11 toplantı sonucunda 22 akademisyen ve kanaat önderinin hazırladığı metinde, yok yok. Sol liberaller içerisinde şimdiden büyük bir heyecan yaratan rapor, Bonapartizm diye adlandırdığımız baskıcı rejimin lağvedilmesi ve neredeyse en burjuva demokratik anayasanın en burjuva demokratik koşullar altında hazırlanmasını öneriyor.

Birinci başlık olan Yeni Anayasanın Yapım Yöntemi’nde meşru bir anayasa hazırlayabilmek için, seçim barajını düşürmek, hatta sıfıra indirmekten tutun, bir kurucu meclis toplamaya kadar, İşçi Cephesi dahil pek çok sosyalist çevrenin de sıkça dile getirdiği çeşitli yöntemler öneriliyor.

İki, üç ve dördüncü başlıklarda ise, rejimin temel dayanağı olan değiştirilemez ilk üç maddenin dahi değişebilmesi, yasaların bireyi korumayı ön plana çıkarması, bu doğrultuda eşitlik, temel hak ve özgürlükler, parti kapatmaları zorlaştırma, dini ayrımcılığın önlenmesi, anadilde eğitim, yerel yönetim reformu vb. açıktan desteklenirken seçilmişlerin geri çağırılabilmesi (görevden geri alma) gibi yöntemlere dahi göz kırpılıyor.

Beşinci ve son başlıkta ise, burjuva demokrasisinin temel ilkesi olan güçler ayrılığının katı bir savunusu yapılıyor.

Rapora yönelik tepkiler ve patronlar kulübü

Rapora ilk tepki düzen partilerinden geldi. Kılıçdaroğlu: “Değiştirilemez maddeler değiştirilemez” diyerek rapora tepkisini gösterdi. Geri planda kalmayan MHP, TÜSİAD’ı “Haddini bilsin ve İzmir Marşı’nı okusun” diyerek azarladı. AKP’nin içerisindeki bir kanat bu raporun kendi işlerini kolaylaştıracağını düşünürken, AKP Grup Başkan vekili Suat Kılıcı: “İlk 3 maddenin tartışmaya açılmaması gerektiği görüşündeyiz” diyerek ağırlıklı görüşü özetlemiş oldu. Rapora tek destek BDP’den geldi.

Rapora saldırılar bu raddedeyken, TÜSİAD da geri adım atmadan duramadı. Daha raporun ilanının ertesi günü TÜSİAD Yüksek İstişare Kurulu Başkanı Erkut Yücaoğlu’nun araya girişi ile raporun YK’nın onayından geçmediği ve TÜSİAD’ın görüşlerini ifade etmediği ilan edildi. “Derneğin ne geçmişte ne bugün anayasanın değiştirilemez maddelerinin değiştirilmesi yönünde bir görüş ve önerisi olmamıştır” şeklinde bir açıklama dahi yapıldı.
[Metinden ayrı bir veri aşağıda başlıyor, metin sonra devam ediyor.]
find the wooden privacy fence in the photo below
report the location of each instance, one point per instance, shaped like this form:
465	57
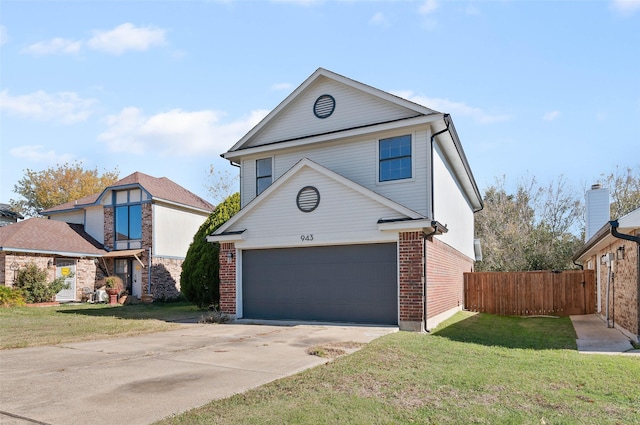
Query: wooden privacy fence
553	293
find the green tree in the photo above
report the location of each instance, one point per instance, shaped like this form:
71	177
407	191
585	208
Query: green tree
33	283
529	230
199	280
56	185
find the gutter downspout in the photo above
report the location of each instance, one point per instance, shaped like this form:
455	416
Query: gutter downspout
614	232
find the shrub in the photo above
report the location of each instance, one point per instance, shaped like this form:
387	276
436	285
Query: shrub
199	280
33	283
11	297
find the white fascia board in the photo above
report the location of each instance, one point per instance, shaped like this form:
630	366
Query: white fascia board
424	225
235	237
305	162
321	72
235	156
58	253
457	161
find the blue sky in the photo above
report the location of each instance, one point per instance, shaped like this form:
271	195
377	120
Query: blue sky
164	87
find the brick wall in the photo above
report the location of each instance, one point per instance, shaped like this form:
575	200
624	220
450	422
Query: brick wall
623	296
227	278
165	278
445	280
410	271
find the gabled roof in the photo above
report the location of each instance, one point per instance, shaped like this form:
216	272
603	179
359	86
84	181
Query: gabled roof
6	211
417	109
41	235
160	189
603	237
413	114
399	210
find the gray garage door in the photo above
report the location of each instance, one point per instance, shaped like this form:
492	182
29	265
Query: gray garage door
350	283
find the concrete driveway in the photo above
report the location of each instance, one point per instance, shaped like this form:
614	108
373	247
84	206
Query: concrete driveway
142	379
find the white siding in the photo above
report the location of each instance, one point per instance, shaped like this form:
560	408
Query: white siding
451	208
357	160
277	221
173	230
94	224
353	108
73	217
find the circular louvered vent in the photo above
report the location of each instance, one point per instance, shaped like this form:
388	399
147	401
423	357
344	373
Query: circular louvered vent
324	106
308	199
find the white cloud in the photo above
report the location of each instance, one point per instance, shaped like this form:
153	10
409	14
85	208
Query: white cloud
454	108
3	35
626	7
116	41
37	153
175	132
126	37
64	107
379	19
281	86
54	46
551	116
428	7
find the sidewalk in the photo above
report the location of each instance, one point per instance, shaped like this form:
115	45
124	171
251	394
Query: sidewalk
594	337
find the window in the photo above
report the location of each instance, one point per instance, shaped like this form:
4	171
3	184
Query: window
128	222
395	158
263	175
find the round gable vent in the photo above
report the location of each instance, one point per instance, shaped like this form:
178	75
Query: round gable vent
308	199
324	106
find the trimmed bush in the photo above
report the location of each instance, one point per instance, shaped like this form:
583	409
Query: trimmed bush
11	297
33	283
199	280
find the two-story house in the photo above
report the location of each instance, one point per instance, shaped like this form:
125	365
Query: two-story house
357	206
139	229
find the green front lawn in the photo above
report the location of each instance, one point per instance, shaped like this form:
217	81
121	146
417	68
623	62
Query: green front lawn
475	368
32	326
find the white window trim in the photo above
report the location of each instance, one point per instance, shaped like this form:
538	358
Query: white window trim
413	159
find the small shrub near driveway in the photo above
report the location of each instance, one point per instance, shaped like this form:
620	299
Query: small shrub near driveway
11	297
33	283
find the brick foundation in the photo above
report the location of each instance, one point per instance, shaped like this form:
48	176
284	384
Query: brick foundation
410	272
227	278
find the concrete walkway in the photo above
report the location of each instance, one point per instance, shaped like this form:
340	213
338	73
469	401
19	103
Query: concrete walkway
141	379
594	337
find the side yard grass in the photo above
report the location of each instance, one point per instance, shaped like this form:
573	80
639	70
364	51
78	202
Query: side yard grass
33	326
475	368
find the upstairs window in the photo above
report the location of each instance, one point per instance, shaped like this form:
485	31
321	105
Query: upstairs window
264	175
128	222
395	158
128	218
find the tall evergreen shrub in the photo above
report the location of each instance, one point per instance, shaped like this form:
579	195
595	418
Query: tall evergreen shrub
199	280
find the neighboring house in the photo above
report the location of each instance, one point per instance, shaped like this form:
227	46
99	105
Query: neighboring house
612	251
8	216
139	221
357	206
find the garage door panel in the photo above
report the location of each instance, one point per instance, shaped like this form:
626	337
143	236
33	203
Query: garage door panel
354	283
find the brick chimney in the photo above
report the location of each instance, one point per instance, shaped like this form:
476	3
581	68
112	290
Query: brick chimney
598	213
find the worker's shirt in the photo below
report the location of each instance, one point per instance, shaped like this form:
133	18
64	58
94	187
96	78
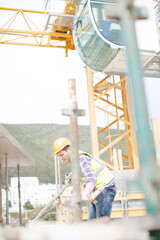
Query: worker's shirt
87	172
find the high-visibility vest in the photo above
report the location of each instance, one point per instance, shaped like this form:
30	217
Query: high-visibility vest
101	172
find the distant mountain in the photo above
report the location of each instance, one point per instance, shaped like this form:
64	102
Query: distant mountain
38	140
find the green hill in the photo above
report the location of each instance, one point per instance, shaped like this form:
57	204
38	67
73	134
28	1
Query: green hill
38	140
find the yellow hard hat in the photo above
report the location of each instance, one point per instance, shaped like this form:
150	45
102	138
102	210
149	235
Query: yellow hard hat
59	144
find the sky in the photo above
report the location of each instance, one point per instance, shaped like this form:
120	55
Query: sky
34	80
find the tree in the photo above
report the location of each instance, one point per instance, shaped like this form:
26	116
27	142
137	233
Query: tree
28	205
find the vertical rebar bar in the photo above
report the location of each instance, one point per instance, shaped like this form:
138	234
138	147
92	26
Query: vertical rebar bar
19	195
6	183
77	214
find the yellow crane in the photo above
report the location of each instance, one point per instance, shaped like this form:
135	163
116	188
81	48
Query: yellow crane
108	94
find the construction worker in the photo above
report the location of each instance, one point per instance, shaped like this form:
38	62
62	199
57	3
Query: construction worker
95	174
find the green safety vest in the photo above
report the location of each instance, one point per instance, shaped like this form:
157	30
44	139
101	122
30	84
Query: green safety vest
101	172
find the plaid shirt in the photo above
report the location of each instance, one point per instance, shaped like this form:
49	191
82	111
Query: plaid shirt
87	171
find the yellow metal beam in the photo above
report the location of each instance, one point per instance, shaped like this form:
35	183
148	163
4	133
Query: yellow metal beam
30	34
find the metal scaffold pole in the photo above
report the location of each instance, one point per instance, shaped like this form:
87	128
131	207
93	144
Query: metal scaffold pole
73	112
126	13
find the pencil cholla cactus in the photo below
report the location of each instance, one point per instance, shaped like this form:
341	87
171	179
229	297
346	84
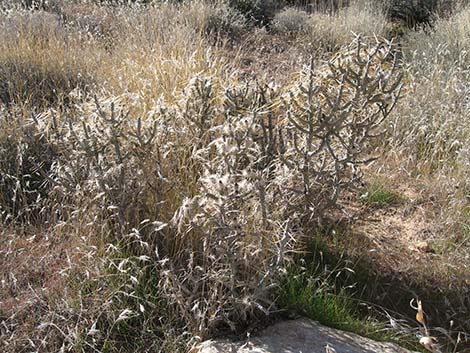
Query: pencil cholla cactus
268	164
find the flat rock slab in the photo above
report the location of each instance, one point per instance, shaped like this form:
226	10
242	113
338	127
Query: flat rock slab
301	336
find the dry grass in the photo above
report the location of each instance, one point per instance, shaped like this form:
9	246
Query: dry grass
171	191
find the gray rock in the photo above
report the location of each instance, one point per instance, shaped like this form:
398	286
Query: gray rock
301	336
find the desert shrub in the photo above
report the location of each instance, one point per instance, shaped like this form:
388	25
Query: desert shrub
291	20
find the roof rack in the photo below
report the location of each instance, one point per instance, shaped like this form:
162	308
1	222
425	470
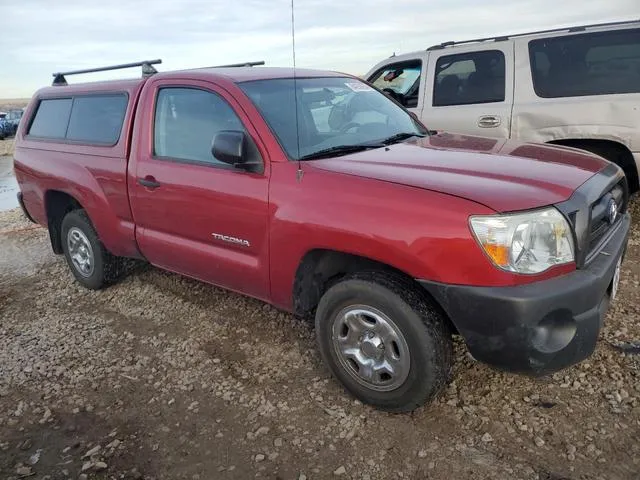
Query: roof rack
245	64
502	38
147	70
232	65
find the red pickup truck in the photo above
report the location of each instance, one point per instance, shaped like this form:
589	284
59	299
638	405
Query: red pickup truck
317	193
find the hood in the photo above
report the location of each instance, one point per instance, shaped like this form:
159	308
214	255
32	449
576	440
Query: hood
502	175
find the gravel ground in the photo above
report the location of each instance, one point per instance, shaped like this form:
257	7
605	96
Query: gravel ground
161	377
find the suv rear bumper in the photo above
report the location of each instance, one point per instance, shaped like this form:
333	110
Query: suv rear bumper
541	327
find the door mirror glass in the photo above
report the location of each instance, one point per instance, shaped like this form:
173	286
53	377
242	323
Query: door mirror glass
235	147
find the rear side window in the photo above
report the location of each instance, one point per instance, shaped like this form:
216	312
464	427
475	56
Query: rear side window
97	119
52	118
586	64
87	119
469	78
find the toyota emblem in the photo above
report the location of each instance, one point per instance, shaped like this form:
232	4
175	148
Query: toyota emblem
612	211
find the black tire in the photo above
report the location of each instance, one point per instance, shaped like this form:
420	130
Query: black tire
106	267
426	334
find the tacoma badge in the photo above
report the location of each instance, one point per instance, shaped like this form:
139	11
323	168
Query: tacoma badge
227	238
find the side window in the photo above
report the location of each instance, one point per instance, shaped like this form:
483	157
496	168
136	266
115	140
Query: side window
586	64
97	119
469	78
51	119
400	81
186	122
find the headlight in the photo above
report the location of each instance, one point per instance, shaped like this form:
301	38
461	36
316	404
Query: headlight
529	242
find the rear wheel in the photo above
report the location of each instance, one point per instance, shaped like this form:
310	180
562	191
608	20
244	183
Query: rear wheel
384	341
90	262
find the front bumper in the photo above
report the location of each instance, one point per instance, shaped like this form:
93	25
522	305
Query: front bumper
541	327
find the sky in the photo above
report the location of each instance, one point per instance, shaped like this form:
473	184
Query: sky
43	36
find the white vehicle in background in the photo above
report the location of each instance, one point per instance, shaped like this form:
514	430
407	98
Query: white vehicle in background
577	86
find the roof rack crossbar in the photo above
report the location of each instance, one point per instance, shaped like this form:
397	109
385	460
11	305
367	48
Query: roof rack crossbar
147	70
245	64
500	38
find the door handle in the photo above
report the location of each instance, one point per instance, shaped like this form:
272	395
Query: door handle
149	182
489	121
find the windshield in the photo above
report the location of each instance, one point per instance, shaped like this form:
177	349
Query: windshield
334	113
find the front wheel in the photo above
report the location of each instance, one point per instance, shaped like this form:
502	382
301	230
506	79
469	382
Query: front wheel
384	341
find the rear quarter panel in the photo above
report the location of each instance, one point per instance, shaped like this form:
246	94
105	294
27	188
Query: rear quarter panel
535	119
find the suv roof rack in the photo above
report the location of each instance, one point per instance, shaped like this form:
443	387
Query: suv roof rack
147	70
502	38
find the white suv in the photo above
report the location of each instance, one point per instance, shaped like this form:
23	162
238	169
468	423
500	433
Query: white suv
578	87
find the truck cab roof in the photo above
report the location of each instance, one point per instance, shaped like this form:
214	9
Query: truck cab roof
233	75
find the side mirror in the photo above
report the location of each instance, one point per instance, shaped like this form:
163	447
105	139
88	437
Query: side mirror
236	148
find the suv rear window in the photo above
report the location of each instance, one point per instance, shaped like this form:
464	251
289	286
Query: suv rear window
88	119
586	64
469	78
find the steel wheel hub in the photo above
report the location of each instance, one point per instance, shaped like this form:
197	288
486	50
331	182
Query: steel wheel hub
371	348
80	252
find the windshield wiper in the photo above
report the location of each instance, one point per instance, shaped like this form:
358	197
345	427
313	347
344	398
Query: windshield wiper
398	137
341	150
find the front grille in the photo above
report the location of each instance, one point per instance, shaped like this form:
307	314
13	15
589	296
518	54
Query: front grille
600	219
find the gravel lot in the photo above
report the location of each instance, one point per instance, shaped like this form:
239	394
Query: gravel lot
161	377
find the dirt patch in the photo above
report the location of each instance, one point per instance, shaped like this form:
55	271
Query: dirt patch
197	382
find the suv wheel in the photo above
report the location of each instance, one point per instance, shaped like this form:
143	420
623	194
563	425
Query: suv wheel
90	262
382	339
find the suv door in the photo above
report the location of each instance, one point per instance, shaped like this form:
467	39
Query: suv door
403	80
470	90
196	215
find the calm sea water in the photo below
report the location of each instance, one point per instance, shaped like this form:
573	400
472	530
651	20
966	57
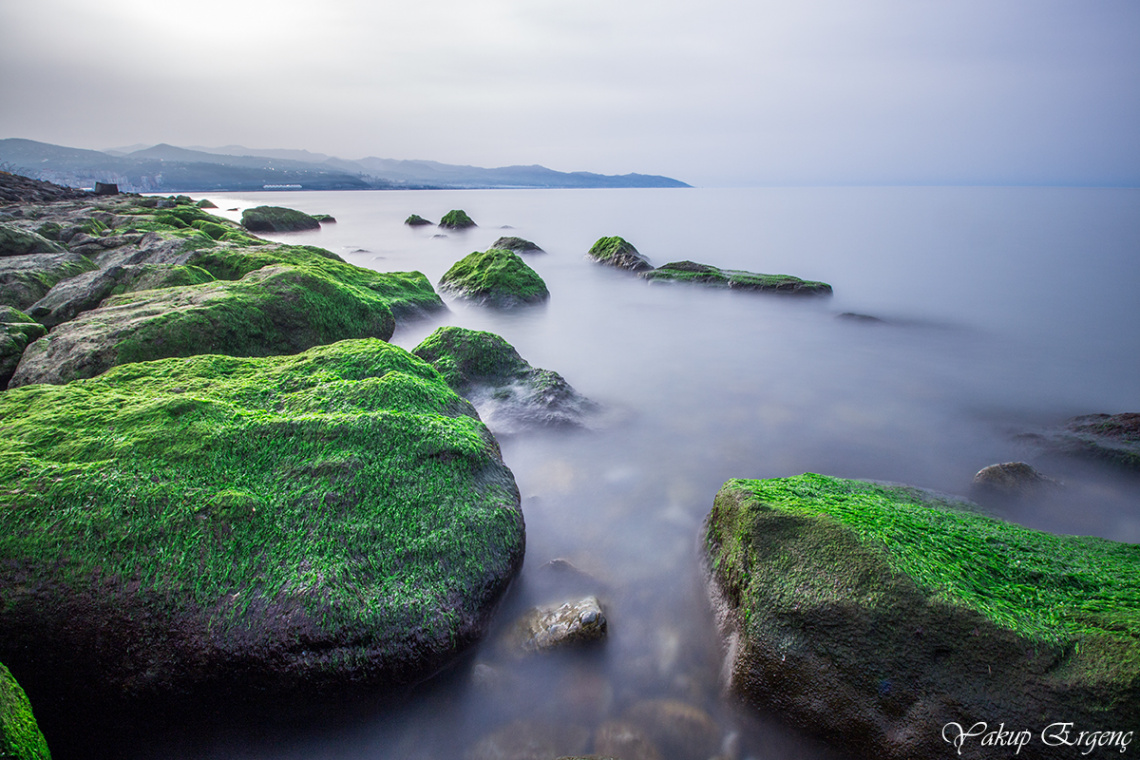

Buna karşılık TÜSİAD YİK toplantısında bu kez Cem Boyner rapora göndermeler yaparak “Türkiye’deki insanların özgürlüğü, onuru, hakları ülkenin bölünmesinden, devletin kendisinden daha önemli” diyerek şok bir açıklama yaptı. Boyner’in konuşması her şeyden önce patronlar kulübünde kimi burjuvaların gidişattan hiç memnun olmadığını göstermiş oldu. Bugüne değin TÜSİAD’a sayısız hizmetler yaparak TÜSİAD’ın hızla büyümesini sağlayan hükümet, mağrur demokrat rolünü tek başına oynamaktaydı. 41. Genel Kurulu’nda AKP’den yana memnuniyetlerini ifade eden patronlar, şimdi de iki seçim üst üste zafer kazanmış ve yaklaşan seçimlerde de zaferine garanti gözü ile bakılan bir partiye karşı alternatifsiz kalmak istemiyor.

Rapor ne kadar demokrat?

Pek de şaşırtıcı olmayan bir şekilde burjuvazinin bir kesimi ciddi burjuva demokratik öğeler taşıyan bir önerme sunmuş oldu. Burjuvaların huyudur; tıpkı Rusya’da olduğu gibi liberal burjuvalar devrimci bir durumun olmadığı anlarda en özgürlükçü çizgileri savunmuş, ancak her keskin anda bizzat Çarı desteklemekten çekinmemişlerdir. Bizim burjuvalarımızın da farklı tavır takınmayacağı açıktır. Hatta o keskin günlere gelmeden dahi mağrur patronlar kulübümüz şimdiden geri adımlarını sıklaştırmaktalar.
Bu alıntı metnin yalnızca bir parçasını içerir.